In 1613 we hear of another Englishman in Sindh –​ Nicholas Withington the British factor. Mr Withington was called upon in December 1613, to undertake an overland journey from Ahmedabad to Lahri Bunder[x] the news having come to Ahmedabad, of the arrival of three English ships to Lahri Bunder. Withington set out and reached very near Thatta, when the party was seized by a local chief, who bound them and robbed them of all that they possessed. Withington and his party, however luckily escaped back to Surat with their lives[xi].

 

However a start had been made towards the practical acquaintance of the West with Sindh, and the Englishmen began to take interest in Sindhs’ trade possibilities. Sir Thomas Roe, the English ambassador, who had been sent from England to the Court of Emperor Jehangir, to obtain some trade concessions for his countrymen, looked on Sindh, as a fair field for commerce. On 24th November, 1615, he wrote from India, to the East India Company that, "according to such relations as I have gotten, the river of Syndu were most commodious of all others, to which from Lahor anything my passe by water; besides the cuntry is more healthy and plentiful in indico and comodytyes fit for England.[xii] In his Treaty of Commerce, which he presented at the Royal Court of Jehangir, in March with the second article provided for trade facilities in Sindh. An extract from the second article of Sir Thomas Roe’s draft treaty reads thus:-

 

"… that the subjects of the most renowned King of Great Brittane shall come freely without any prohibition to any of the ports or havens in the dominions of the said King of India, as well in Bengala and Syndu … with their ship and other vessells, and so arrived may quietly, safely, and peaceably land theyr goods" etc.[xiii]

 

On 26th of April, 1616, Sir Thomas Roe wrote to the English factors at Surat, that an attempt should be made to open up trade with Lahore and Sindh[xiv]. The factors at Surat were not however very keen on trade connections with Sindh.
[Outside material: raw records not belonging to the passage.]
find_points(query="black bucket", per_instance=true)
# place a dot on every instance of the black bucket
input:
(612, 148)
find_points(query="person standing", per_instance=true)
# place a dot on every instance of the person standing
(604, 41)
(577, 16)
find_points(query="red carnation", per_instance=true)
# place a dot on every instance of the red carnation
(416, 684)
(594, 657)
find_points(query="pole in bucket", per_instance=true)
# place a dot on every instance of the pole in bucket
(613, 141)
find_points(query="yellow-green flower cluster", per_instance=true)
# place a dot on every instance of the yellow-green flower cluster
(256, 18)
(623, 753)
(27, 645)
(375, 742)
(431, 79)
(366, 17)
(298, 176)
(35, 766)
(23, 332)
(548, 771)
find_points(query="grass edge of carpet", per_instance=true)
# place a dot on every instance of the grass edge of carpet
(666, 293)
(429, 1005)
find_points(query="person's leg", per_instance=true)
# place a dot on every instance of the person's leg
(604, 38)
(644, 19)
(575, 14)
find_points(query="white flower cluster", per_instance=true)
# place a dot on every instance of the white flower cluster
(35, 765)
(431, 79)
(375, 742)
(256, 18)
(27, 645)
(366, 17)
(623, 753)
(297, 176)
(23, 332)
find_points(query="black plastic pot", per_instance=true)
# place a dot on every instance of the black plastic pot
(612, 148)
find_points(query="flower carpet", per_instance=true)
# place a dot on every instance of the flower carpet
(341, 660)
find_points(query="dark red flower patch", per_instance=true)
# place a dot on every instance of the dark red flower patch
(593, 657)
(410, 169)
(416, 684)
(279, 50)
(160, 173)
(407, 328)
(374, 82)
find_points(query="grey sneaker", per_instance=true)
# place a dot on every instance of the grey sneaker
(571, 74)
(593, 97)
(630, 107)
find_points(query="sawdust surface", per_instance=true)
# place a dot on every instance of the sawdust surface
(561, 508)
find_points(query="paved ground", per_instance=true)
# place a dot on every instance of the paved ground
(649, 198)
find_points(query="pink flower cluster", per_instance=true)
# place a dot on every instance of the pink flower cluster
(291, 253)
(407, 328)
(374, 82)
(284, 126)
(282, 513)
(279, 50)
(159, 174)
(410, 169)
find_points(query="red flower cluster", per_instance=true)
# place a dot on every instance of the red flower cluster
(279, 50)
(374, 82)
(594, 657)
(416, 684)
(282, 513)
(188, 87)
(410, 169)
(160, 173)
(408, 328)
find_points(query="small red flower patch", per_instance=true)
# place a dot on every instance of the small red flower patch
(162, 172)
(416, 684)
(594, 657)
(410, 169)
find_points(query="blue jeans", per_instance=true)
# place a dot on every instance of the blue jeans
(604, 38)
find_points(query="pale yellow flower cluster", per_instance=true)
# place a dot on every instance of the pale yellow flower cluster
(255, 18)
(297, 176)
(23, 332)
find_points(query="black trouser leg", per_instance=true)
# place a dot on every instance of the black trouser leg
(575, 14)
They considered trading with Sindh, a risky matter, as the Portuguese had settled at Lahri Bunder. Sir Thomas Roe however pacified the Surat factors and dispelled their doubts, by saying, "The number of Portugalls residing is a good argument for us to seek it; it is a signe ther is good dooing … It is to bee understood wee must fire them out and maynteyne out trade at the pikes end[xv]. Seven years afterwards in 1623, the English traders were permitted free trade in Sindh, by the Surat authorities.[xvi] Though permission to trade had been given, and Sir Thomas Roe had encouraged the idea of trading with Sindh, yet hardly any interest was shown and no commercial project undertaken till 1629, when an invitation was sent from Sindh, to the English factors at Surat, for the establishment of an English factory in that country. Thereupon a native broker was despatched, to make inquiries and procure samples of the goods available there[xvii]. The Surat factors had, in the meantime, written to the East India Company in England about the establishment of a factory in Sindh, and a discouraging reply had been received from England, saying that "The settlement of a factory in Synda must not be undertaken except after good consideration."[xviii] By April 1630, the native broker who had been sent to Sindh, to collect samples and information, returned from that place bringing the samples of several articles, made in Sindh. Two bales of Sindh indigo and some samples of white cloth of Sindh, were thereupon sent to the East India Company with a request that "… if they shall be found usefull in England and beneficall to recompence the expence and charge of settling a factory in that place, your Worships may determine and we shall endeavour itts performance."[xix]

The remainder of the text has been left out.